如果不给钱,他回厂里只有死路一条。
没办法,人为刀俎,我为鱼肉。
于国洪只觉得一股屈辱感直冲脑门。
他咬碎了后槽牙,像个泄了气的皮球一样,快步追上去。
只能将那凑来的一万多块钱,全部硬塞给了黄泽忠。
茶馆后院,,黄泽忠十分利索地将那一万多块钱现金塞进了自己内兜里。
还警惕地拍了拍,这才满意地咧嘴笑了笑。
然而,看着这笔自己砸锅卖铁凑出来的钱就这么交了出去,于国洪的心里就像是在滴血。
他和躲在远处的王明等人交换了一个眼神,心里始终觉得不踏实。
毕竟他们现在已经被逼得没有办法了。
这可是他们最后的底牌了。
于国洪硬着头皮上前一步,拦住了准备转身回茶馆的黄泽忠。
他尽量让自己的语气显得平稳,说道:“老黄,钱你拿了,这事儿咱们就算敲定了。”
“不过,防人之心不可无。

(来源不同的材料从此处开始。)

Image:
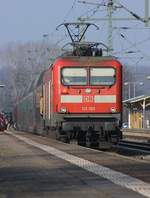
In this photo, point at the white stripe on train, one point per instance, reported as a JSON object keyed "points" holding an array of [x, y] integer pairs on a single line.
{"points": [[96, 98]]}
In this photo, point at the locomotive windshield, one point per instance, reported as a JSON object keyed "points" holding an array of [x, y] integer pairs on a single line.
{"points": [[74, 76], [102, 76], [92, 76]]}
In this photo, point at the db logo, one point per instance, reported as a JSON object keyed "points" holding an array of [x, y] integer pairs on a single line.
{"points": [[88, 99]]}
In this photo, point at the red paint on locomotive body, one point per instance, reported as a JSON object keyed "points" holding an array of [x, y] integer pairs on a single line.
{"points": [[84, 97]]}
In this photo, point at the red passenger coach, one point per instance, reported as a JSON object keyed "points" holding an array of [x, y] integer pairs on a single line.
{"points": [[79, 96], [83, 99]]}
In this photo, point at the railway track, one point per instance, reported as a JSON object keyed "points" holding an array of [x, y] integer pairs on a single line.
{"points": [[139, 147]]}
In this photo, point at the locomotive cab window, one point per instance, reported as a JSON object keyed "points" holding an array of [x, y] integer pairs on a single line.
{"points": [[74, 76], [102, 76]]}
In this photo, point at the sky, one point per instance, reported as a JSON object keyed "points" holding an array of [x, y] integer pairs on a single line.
{"points": [[28, 20]]}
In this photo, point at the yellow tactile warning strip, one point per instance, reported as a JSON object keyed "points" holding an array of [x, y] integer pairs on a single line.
{"points": [[116, 177]]}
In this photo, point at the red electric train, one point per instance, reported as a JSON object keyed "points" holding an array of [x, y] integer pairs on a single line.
{"points": [[78, 97]]}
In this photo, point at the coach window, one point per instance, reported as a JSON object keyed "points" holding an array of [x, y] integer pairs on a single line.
{"points": [[102, 76], [74, 76]]}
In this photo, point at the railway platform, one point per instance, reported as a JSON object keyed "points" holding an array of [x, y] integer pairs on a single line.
{"points": [[34, 166]]}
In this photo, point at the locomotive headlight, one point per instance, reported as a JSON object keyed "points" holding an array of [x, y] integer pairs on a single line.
{"points": [[113, 110], [63, 109]]}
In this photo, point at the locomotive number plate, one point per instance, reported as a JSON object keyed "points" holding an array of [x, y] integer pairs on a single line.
{"points": [[88, 98]]}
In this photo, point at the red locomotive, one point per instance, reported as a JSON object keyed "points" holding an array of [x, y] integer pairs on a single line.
{"points": [[79, 97]]}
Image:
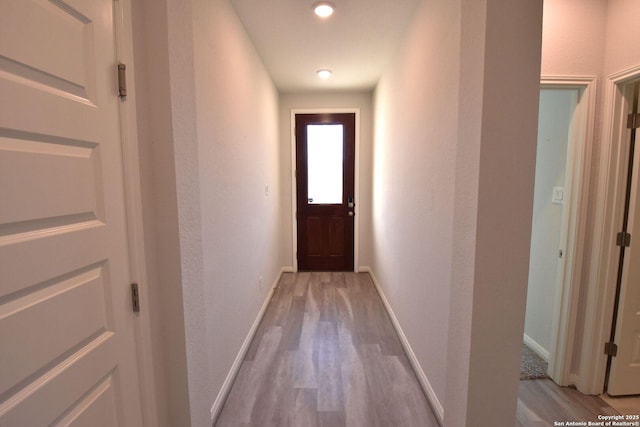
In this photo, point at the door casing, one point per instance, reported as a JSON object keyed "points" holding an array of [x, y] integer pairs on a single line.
{"points": [[294, 200], [133, 205], [603, 269]]}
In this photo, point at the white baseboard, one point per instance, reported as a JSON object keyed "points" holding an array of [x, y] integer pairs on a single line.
{"points": [[235, 368], [533, 345], [413, 360]]}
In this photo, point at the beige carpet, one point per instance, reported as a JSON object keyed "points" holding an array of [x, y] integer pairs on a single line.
{"points": [[532, 366]]}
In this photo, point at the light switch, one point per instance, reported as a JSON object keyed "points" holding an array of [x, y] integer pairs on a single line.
{"points": [[558, 196]]}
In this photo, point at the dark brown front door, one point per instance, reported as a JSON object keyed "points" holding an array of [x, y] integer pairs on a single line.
{"points": [[325, 164]]}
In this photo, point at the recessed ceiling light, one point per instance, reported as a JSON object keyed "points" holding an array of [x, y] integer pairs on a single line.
{"points": [[324, 74], [324, 9]]}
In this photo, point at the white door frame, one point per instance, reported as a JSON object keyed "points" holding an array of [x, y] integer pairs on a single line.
{"points": [[574, 217], [600, 297], [294, 197], [133, 197]]}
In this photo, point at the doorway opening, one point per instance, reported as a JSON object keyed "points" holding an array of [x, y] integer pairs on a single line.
{"points": [[560, 203], [325, 191]]}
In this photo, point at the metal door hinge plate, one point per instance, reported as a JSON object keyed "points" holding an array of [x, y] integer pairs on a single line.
{"points": [[611, 349], [135, 298], [623, 239], [122, 80]]}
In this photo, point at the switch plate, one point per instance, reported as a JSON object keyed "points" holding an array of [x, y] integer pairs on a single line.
{"points": [[558, 196]]}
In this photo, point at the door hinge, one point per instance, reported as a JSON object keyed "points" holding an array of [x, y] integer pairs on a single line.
{"points": [[122, 80], [135, 298], [623, 239], [611, 349]]}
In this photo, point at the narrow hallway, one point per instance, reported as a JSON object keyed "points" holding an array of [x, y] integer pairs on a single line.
{"points": [[326, 354]]}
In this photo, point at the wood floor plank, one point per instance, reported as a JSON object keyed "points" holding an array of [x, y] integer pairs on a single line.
{"points": [[326, 354], [542, 402]]}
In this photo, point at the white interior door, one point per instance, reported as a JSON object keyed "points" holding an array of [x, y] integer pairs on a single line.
{"points": [[67, 354], [624, 377]]}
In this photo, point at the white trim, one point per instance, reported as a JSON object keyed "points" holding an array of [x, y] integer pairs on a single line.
{"points": [[294, 198], [536, 347], [237, 363], [603, 269], [133, 196], [574, 218], [413, 359]]}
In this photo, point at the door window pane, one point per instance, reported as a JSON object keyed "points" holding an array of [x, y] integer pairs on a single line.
{"points": [[324, 164]]}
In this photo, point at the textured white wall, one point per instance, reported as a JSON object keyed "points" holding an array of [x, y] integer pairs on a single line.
{"points": [[622, 47], [209, 144], [415, 130], [589, 38], [320, 100], [238, 154], [555, 114], [451, 257]]}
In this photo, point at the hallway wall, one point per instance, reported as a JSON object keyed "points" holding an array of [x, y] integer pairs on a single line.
{"points": [[451, 209], [415, 113], [319, 100], [209, 138]]}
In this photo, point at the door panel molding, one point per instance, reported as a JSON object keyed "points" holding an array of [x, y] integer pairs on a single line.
{"points": [[294, 198]]}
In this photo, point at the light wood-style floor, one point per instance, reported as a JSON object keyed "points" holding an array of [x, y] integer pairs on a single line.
{"points": [[326, 354], [542, 402]]}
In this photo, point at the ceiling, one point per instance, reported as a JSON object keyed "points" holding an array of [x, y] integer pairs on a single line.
{"points": [[356, 42]]}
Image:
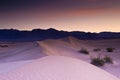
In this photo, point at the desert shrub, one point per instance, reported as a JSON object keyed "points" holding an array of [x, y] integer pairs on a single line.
{"points": [[84, 51], [97, 49], [98, 61], [110, 49], [107, 59]]}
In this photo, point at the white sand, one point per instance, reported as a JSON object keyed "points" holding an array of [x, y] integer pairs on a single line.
{"points": [[24, 60], [58, 68]]}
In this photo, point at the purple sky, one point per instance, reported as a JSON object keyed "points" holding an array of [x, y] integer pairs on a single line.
{"points": [[81, 15]]}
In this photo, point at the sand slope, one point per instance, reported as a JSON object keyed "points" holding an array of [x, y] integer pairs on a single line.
{"points": [[58, 68]]}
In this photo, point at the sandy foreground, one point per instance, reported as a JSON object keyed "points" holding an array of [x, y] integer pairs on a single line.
{"points": [[45, 60]]}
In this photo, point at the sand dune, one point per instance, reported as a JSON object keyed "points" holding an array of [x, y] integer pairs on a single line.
{"points": [[24, 60], [58, 68]]}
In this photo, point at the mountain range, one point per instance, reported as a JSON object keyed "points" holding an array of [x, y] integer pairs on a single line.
{"points": [[42, 34]]}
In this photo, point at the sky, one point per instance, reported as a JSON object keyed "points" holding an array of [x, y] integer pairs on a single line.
{"points": [[68, 15]]}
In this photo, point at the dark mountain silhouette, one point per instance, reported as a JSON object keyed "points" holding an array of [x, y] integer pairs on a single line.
{"points": [[40, 34]]}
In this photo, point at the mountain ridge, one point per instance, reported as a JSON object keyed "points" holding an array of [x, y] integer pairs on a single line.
{"points": [[42, 34]]}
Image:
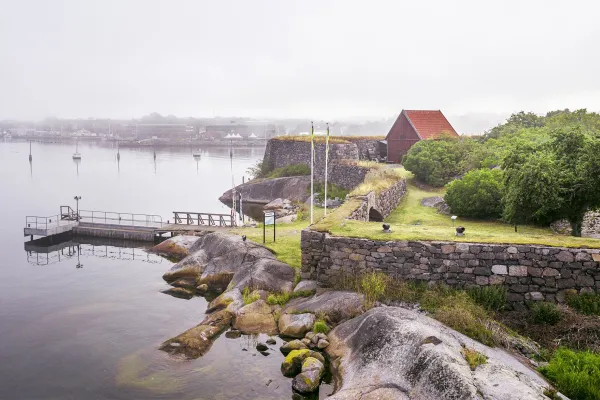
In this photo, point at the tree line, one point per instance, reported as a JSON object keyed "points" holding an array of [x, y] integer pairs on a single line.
{"points": [[529, 170]]}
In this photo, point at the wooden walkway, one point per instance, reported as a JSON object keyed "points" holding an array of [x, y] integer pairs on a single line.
{"points": [[125, 225]]}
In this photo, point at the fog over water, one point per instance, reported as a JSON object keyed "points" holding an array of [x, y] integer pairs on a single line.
{"points": [[306, 59]]}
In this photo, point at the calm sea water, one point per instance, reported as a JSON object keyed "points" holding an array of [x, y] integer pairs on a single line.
{"points": [[93, 332]]}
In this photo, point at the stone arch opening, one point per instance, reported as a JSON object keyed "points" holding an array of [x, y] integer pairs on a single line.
{"points": [[375, 216]]}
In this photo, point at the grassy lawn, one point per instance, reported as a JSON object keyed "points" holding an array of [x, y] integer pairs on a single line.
{"points": [[287, 240], [412, 221]]}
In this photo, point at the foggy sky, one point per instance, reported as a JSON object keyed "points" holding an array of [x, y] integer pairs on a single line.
{"points": [[313, 59]]}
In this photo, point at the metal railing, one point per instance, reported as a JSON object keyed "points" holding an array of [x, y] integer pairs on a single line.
{"points": [[36, 222], [115, 218], [193, 218]]}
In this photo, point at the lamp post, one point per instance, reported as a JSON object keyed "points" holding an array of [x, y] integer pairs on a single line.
{"points": [[77, 198]]}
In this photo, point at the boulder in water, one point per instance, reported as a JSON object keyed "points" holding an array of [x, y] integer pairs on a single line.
{"points": [[176, 247], [388, 353], [256, 317], [295, 325], [337, 306]]}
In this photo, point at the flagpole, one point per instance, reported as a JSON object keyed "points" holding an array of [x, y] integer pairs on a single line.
{"points": [[326, 157], [312, 161]]}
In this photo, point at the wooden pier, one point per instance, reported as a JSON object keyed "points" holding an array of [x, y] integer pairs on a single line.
{"points": [[128, 226]]}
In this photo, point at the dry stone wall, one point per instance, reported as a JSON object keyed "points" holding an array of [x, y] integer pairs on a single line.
{"points": [[528, 272]]}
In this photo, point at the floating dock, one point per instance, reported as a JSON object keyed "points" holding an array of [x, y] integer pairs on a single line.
{"points": [[126, 226]]}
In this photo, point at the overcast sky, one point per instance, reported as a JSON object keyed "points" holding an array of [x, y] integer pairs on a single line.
{"points": [[308, 59]]}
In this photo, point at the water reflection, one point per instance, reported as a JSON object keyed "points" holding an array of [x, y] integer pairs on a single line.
{"points": [[65, 246]]}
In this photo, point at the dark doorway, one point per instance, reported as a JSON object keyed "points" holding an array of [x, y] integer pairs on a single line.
{"points": [[375, 216]]}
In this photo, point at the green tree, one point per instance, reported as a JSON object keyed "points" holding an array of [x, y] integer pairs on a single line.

咱们这次毕竟是一次性付了四万多块的全款。”
“为了大家心里都踏实,要不这样,你还是给我立个字据吧。”
于国洪从公文包里掏出纸笔递过去:
“也不用写得多复杂,就把咱们这前后总共交的金额数目,还有你承诺要交付的十万斤面粉和毛棉油的情况简单写上去。”
“签个字,咱们一人留一份,以后也算是有个凭证。”
黄泽忠看着递过来的纸笔,不仅没有去接,反而冷笑道:
“于厂长,您这是在跟我开什么国际玩笑?”
“写字据?这写字据是什么意思?怎么,打算留着去公安局告我啊?”
黄泽忠直接将纸笔推了回去,态度强地说道:
“您要是觉得不放心,那你们自己可以随便写字据给我。”
“但是我老黄,绝对不会在那上面签下我半个字!”
“于厂长,您是真糊涂还是装糊涂?”
“咱们私底下倒卖霉面粉、勾兑有毒的毛棉油,这特么做的是掉脑袋、杀头的买卖!”
“你让我在这上面写字据留凭证,你觉得这事儿是妥当,还是不妥当?!”
黄泽忠见于国洪脸色难看,他拍了拍装钱的口袋说道:
“于厂长,话我还是那句。”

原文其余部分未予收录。